Eight

32.3K 1.3K 213
                                    

Caden.

It was rare that Corbin and I would spend even less than one hour without talking to eachother.
But now, after he tried to kill me, we couldn't even walk past eachother without a snarling at each other.
"Hey watch it!" I snapped at him when he barged into my shoulder to step past me.

Actually I was the one who edged closer just to bang shoulders with him.
"You watch it, fat head," he muttered as he kept walking down the hallway.
I spun around.
"What did you say?"
I reached out and grabbed him by the collar pulling him towards me and turned him around.

"Say it again if you're brave," I said menacingly.
Corbin looked me straight in the eyes.
"I said you have a fat head and nobody likes you and you were probably adopted," he said childishly.

"Idiot,"
"Imbecile,"
"Dog breath,"
Corbin leaned in close and then breathed all over my face.
"Is that enough dog breath for you?"

"Urgh, why am I even wasting my time with you?" I said pushing past him to go downstairs.
"I'm not even talking to you," he grumbled.
"Good," I replied "Less earache for me,"

The whole week we did nothing but argue to the point where Mom and dad essentially gave up on us. They were too tired to yell or punish us and left us to our own devices.
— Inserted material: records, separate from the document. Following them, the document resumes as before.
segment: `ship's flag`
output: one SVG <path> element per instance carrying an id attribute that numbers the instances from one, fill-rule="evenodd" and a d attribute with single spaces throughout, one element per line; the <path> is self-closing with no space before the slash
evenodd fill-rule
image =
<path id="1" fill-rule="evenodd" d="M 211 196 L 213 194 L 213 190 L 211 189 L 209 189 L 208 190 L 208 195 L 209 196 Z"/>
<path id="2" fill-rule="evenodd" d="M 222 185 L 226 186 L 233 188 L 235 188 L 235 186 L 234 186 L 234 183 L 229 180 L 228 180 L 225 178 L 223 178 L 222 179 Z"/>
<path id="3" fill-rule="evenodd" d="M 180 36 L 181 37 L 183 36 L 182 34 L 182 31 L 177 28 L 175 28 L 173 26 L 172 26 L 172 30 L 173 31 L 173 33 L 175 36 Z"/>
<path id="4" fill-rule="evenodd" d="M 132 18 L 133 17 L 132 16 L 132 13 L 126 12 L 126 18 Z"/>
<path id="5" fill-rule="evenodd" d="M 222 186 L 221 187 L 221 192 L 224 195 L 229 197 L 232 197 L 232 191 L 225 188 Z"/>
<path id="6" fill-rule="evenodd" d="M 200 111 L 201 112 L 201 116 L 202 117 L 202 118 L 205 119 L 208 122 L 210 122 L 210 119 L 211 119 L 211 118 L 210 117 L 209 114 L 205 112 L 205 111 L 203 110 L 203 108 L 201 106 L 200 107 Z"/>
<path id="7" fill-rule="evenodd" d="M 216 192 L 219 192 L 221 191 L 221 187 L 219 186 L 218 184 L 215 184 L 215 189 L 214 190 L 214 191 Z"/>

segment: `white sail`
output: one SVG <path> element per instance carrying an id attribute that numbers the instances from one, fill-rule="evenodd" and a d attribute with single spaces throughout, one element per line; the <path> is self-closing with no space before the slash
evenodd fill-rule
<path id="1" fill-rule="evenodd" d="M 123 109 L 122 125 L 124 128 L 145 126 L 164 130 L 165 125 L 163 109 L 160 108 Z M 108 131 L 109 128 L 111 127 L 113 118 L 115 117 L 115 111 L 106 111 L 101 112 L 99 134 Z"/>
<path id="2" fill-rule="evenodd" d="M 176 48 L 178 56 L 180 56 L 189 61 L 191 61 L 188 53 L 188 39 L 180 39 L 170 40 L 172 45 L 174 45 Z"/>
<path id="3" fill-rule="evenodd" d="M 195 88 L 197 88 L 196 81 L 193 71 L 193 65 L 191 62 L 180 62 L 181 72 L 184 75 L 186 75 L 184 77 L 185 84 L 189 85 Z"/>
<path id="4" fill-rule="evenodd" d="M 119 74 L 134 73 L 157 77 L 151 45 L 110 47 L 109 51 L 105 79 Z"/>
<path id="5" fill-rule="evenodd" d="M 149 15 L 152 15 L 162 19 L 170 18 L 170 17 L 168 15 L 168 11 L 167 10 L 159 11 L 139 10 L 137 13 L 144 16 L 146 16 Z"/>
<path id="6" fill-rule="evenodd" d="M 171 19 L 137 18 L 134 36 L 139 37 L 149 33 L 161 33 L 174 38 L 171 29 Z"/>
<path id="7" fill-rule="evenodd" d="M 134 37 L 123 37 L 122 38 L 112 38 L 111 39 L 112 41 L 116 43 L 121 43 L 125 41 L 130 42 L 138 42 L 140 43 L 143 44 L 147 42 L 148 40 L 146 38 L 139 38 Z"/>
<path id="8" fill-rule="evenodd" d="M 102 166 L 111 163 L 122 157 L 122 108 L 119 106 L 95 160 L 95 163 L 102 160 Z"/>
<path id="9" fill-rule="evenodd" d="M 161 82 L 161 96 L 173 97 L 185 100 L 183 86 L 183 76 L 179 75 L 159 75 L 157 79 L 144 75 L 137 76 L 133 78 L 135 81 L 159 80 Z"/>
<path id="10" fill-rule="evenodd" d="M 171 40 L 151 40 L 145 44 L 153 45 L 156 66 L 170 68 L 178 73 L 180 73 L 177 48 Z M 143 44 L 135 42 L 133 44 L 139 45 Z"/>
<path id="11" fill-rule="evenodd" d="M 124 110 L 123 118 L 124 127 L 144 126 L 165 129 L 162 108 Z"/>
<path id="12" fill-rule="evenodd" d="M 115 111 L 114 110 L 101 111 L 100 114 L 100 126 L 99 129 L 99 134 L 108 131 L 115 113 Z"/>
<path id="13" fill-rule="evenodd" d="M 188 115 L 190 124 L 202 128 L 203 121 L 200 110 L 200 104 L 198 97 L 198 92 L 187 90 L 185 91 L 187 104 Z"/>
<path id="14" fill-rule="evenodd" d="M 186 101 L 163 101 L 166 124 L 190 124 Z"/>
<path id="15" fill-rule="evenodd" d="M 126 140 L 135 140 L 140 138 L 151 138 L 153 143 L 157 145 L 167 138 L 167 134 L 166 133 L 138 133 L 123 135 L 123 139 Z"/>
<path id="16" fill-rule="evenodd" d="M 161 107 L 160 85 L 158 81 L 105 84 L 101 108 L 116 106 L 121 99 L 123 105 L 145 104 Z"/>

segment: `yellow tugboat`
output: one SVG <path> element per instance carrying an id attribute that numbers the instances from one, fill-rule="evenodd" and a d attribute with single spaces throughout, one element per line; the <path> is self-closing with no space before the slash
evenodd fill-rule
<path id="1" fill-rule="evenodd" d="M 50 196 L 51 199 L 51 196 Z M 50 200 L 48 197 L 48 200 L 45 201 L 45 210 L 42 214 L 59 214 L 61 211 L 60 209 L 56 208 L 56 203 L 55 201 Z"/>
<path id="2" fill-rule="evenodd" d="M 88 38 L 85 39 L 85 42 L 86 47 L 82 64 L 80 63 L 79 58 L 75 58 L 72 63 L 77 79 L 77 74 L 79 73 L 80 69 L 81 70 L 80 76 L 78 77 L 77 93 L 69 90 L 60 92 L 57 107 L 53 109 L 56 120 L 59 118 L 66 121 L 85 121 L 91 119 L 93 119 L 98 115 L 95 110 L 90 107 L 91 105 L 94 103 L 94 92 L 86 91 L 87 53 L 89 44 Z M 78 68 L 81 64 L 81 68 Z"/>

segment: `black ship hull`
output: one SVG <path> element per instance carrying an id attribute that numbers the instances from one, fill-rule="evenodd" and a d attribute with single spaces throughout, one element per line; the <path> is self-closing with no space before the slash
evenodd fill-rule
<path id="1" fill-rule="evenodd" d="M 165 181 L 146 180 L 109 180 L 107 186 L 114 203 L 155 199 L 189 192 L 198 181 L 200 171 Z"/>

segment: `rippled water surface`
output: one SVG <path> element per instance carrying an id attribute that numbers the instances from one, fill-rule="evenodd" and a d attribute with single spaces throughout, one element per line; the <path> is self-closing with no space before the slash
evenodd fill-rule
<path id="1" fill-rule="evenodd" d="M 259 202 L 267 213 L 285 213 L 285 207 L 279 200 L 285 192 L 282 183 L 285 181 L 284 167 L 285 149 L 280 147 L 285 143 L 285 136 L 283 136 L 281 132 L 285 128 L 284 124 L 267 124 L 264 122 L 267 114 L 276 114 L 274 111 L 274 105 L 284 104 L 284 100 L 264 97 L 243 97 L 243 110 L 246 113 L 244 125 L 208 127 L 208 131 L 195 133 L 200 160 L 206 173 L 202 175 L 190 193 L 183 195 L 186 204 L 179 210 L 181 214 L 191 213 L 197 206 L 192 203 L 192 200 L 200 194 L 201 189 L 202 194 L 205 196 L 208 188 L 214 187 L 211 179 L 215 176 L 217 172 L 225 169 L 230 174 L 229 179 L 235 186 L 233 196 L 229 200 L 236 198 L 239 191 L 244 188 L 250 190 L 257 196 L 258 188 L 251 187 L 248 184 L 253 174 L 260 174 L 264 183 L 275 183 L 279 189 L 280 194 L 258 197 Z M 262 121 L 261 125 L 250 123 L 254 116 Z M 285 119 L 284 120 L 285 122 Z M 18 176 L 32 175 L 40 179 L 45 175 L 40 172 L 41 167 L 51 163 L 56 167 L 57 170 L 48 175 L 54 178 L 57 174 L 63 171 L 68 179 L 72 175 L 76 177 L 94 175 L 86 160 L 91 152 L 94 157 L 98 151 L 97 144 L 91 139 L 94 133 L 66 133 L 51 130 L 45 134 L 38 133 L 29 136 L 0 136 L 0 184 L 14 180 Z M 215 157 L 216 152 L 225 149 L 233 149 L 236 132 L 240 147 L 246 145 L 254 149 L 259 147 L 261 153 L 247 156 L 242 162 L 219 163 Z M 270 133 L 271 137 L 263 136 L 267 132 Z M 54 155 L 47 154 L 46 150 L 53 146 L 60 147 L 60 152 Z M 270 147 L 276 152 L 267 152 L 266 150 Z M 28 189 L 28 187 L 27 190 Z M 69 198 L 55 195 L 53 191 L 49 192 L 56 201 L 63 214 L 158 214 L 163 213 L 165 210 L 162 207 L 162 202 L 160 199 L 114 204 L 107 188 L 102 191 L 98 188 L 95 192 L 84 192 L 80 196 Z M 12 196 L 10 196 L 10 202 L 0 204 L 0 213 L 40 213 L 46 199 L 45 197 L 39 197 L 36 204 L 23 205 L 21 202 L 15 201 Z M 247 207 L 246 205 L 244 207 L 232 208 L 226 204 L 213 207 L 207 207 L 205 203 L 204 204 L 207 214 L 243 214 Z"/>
But suddenly, Corbin wasn't replying to my insults and seemed a lot more withdrawn. Even though I wasn't talking to him, I still needed to argue with him.
Each time I tried picking a fight with him, he just looked blankly past me and often I'd catch him smiling to himself.

"Mom what's wrong with Corbin?" I moaned because he'd ignored me for the third time in a day. Even when I snipped a small chunk off his hair. He barely batted an eyelid.
She shrugged as she set the table.
"Why is he any different?"
"He doesn't react anymore! He's just there and it's really frustrating,"

"Well, sweetheart, maybe he's just grown up now. He's mature, I guess,"
"That's stupid. He's 16, nobody is grown up at 16,"
"Leave him, Caden. He'll come back to you soon, don't worry."

Sometimes mothers think they know the future and they assure you everything will be okay but they're often wrong.
If anything, Corbin drew further away from me. I rarely saw him at school and it would genuinely surprise me if I saw him at home.

I noticed that at lunch time he would slip out and only come back just before the afternoon lesson.
Obviously I had to get to the bottom of what he was up to.

"Corbin wait," I said grabbing his wrist before he dashed out the school.
He looked impatient.
"What?"
"Will you hang out with me just this lunch?"

Corbin groaned "I can't,"
"You mean you don't want to?"
"You have your whole troupe of friends over there, go hang out with them,"
"It's not the same," I whined.

He pulled his wrist away from my grasp.
"Maybe next week or something,"
"What? Come on, man, I hardly see you anymore,"
Corbin smiled at me and tapped my cheek.

"Look in the mirror then."

I cursed him under my breath as he turned quickly and went down the steps.
He picked up pace and then ran ahead of me. I decided to follow him and ran behind him.
I had always been faster than Corbin, always. But somehow, I ended up being a fraction of a second behind him no matter how hard I pushed myself.

Finally he started slowing down. He'd stopped in front of another high school. I watched him carefully from behind. He wasn't the slightest bit out of breath even though we ran straight for 20 minutes.
I tried to even my own breathing to make it seem like I wasn't as tired.